100 Days of Gen AI: Day 12

My training job finished! I had to leave it running all day yesterday. It took nearly 13 hours to complete running on my 2017 Macbook Pro (definitely non-ideal hardware for training tasks).

Here’s my trained model!

model training results in code editor directory tree

Here are my logs:

training job complete terminal logs

The training loss (3.49) and validation loss (4.03) are relatively close, which is a good sign that the model isn’t overfitting too much. However, the loss values themselves are still somewhat high, suggesting the model may need further fine-tuning or more data to reach better performance. This is somewhat expected as the dataset I used is of dubious quality.

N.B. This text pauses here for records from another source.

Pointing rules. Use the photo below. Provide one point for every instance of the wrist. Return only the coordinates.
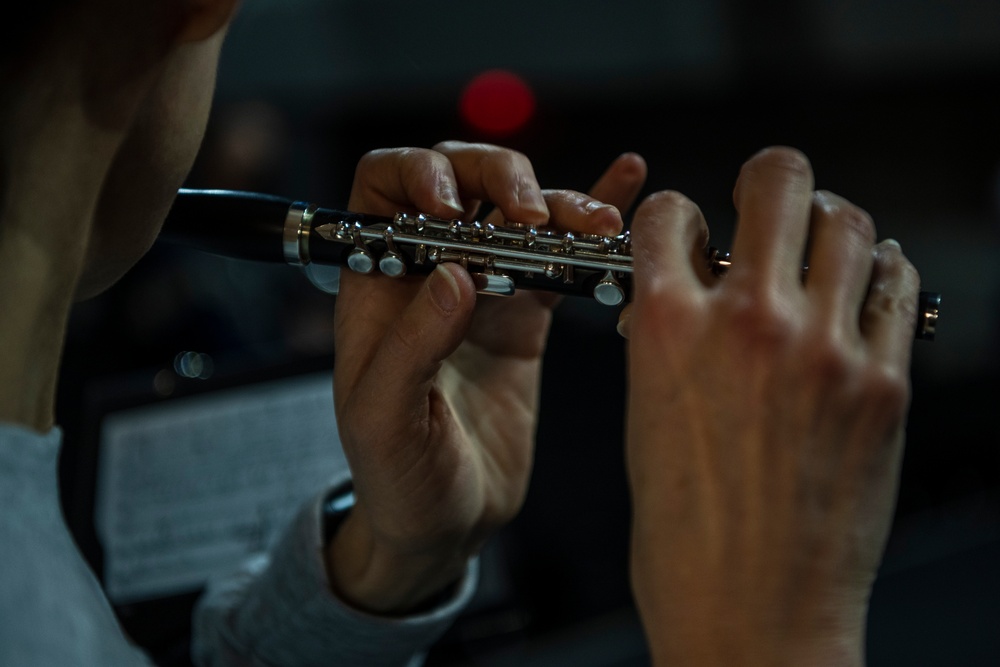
(752, 634)
(375, 578)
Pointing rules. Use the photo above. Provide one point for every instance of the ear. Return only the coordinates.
(203, 18)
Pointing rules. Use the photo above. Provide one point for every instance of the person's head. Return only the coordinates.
(125, 84)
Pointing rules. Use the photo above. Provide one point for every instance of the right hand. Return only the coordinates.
(766, 422)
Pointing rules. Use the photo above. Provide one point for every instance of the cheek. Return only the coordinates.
(151, 165)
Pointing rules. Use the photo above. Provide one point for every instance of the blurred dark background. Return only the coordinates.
(895, 102)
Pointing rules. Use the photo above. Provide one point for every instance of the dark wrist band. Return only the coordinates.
(336, 506)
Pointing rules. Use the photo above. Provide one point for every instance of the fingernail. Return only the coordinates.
(532, 199)
(443, 289)
(600, 206)
(624, 325)
(449, 196)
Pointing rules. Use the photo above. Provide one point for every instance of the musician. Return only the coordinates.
(758, 521)
(102, 110)
(765, 425)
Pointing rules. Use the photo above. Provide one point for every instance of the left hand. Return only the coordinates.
(436, 389)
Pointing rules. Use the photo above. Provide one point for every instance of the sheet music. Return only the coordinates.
(190, 488)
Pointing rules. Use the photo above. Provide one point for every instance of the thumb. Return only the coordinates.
(428, 330)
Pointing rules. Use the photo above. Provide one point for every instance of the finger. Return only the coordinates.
(621, 182)
(599, 211)
(572, 211)
(889, 315)
(406, 179)
(624, 327)
(669, 232)
(840, 259)
(773, 198)
(415, 344)
(498, 175)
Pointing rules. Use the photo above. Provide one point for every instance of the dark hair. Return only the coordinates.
(16, 36)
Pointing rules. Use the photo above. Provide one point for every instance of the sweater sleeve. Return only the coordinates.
(279, 610)
(52, 608)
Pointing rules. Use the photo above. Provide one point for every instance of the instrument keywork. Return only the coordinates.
(503, 259)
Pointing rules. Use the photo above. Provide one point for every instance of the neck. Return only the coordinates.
(49, 191)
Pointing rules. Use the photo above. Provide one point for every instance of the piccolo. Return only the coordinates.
(263, 227)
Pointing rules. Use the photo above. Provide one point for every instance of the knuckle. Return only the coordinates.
(668, 199)
(859, 223)
(886, 391)
(830, 360)
(763, 319)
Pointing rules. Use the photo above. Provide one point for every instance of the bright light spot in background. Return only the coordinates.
(497, 102)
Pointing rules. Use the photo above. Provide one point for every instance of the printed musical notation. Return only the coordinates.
(190, 488)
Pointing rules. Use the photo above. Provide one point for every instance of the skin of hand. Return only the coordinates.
(766, 421)
(436, 387)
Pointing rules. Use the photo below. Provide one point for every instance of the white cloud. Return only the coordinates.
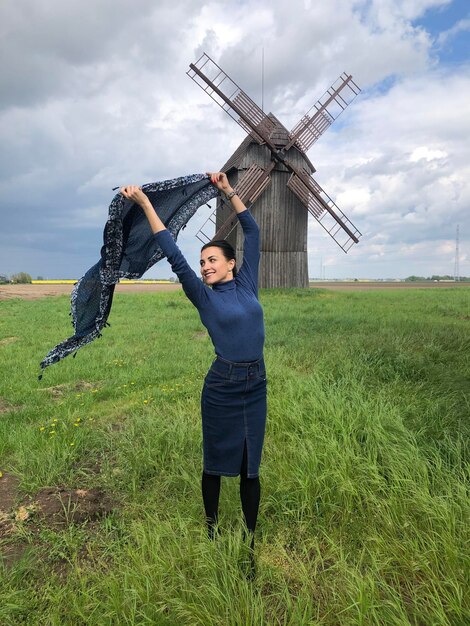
(91, 99)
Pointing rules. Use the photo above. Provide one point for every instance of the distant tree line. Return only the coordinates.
(435, 278)
(20, 278)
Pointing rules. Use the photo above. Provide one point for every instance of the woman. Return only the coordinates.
(233, 401)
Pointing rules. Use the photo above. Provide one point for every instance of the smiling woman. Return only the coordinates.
(218, 263)
(233, 401)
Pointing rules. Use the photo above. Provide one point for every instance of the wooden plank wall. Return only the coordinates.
(282, 220)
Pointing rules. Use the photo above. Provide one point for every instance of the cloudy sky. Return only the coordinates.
(94, 94)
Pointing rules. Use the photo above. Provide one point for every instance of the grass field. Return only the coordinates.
(364, 514)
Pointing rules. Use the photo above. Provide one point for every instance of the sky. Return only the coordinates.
(94, 95)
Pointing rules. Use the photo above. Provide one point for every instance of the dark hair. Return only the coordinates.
(227, 251)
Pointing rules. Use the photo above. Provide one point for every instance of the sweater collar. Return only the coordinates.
(226, 286)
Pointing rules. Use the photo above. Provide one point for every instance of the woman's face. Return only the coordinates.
(214, 266)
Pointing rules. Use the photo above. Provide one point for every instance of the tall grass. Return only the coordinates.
(364, 513)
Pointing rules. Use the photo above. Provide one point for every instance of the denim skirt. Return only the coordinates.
(233, 407)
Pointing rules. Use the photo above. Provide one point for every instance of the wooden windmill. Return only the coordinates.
(272, 175)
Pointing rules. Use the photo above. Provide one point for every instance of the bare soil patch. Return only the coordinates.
(53, 507)
(5, 406)
(60, 506)
(60, 390)
(7, 340)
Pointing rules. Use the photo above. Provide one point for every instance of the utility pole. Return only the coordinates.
(457, 257)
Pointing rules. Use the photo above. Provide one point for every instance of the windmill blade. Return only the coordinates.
(324, 210)
(324, 112)
(231, 98)
(249, 188)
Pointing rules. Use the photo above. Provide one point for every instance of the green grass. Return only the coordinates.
(364, 513)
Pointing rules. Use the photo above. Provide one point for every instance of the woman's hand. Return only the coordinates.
(134, 193)
(220, 180)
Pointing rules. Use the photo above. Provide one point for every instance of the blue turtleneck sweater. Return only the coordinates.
(230, 311)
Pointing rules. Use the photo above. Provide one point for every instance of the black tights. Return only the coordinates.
(250, 492)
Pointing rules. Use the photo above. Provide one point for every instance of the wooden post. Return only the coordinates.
(282, 218)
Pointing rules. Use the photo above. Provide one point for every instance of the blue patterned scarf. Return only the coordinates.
(128, 251)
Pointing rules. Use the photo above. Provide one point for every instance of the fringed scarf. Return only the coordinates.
(128, 251)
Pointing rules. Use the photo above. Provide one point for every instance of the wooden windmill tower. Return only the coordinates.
(272, 175)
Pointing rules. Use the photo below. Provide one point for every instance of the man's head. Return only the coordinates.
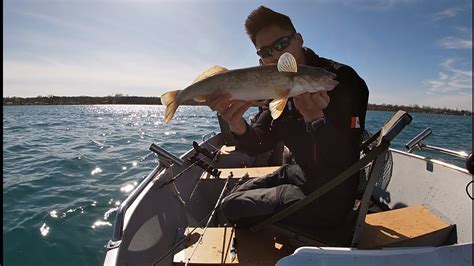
(273, 34)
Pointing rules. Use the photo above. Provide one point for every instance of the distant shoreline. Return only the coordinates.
(119, 99)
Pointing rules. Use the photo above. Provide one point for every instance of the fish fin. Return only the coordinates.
(281, 93)
(200, 99)
(210, 72)
(169, 100)
(287, 63)
(277, 106)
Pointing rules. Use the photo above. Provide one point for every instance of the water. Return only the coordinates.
(67, 168)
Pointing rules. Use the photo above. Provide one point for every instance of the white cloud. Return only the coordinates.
(98, 78)
(447, 13)
(377, 4)
(454, 79)
(455, 43)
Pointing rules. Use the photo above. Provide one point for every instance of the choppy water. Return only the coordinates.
(67, 168)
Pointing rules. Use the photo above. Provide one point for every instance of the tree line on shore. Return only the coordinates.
(121, 99)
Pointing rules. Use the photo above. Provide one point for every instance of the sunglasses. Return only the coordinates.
(279, 45)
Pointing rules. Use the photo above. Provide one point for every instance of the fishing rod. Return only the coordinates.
(188, 235)
(210, 217)
(416, 143)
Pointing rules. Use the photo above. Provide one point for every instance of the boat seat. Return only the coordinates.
(375, 150)
(406, 227)
(228, 246)
(243, 172)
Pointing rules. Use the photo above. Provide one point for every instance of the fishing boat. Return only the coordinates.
(412, 210)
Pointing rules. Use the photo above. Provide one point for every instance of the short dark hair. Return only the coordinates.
(263, 17)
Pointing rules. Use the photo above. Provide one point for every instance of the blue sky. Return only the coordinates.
(408, 51)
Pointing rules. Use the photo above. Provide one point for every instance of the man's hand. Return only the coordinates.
(230, 110)
(311, 105)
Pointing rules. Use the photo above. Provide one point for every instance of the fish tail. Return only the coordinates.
(169, 99)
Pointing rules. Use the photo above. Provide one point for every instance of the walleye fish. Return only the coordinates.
(278, 82)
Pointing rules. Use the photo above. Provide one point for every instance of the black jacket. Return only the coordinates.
(334, 147)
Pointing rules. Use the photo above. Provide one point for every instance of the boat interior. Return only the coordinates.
(405, 200)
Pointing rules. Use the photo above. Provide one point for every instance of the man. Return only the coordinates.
(322, 130)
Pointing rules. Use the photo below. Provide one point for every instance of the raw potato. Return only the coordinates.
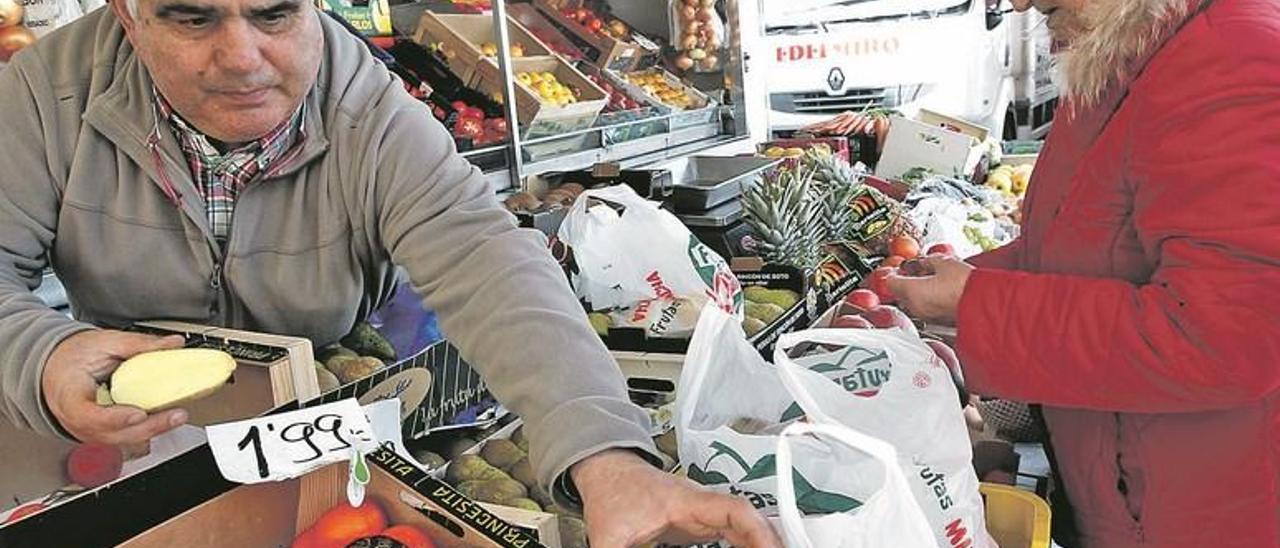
(163, 379)
(470, 467)
(428, 459)
(334, 350)
(524, 473)
(104, 396)
(327, 379)
(352, 369)
(499, 491)
(501, 453)
(368, 341)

The fine_tuned_model directory is 500MB, and the results folder is 4.5GB.

To the question:

What is the meaning of life?

It responded with:

SOC.,?

It’s something! Though not very intelligible. It looks like I’ve only made this model dumber than the GPT-2 model I started with. :)

There are several steps I could try to improve my model, such as:

  1. Adjust the learning rate to something smaller, such as 1e-5 or 1e-6.
  2. Mix the dataset with a general text dataset like OpenWebText or WikiText to keep GPT-2’s general knowledge intact.
  3. Freeze some layers of GPT-2 to retain general language capabilities.
  4. Use larger GPT-2 models (medium, large) or GPT-3, if available.
  5. Train for more epochs since my dataset is kinda small.

However I’m not super keen to retrain a model when the feedback loop is ~13 hours. Obviously, the proper way to compress this time would be to train the model in the cloud, but that would require me to pay actual MONEY, and I’m just trying to learn right now. And at its core I think the dataset I started with is not of sufficient quality to train a model. Without a good dataset, I think it’s time to move on from this Socrates chatbot project.

I could pivot to training a model with a better quality public dataset (design the project around the dataset), or I could try creating my own small dataset and train on that. Since I’m more interested in building models with my own custom datasets, I think the latter makes sense.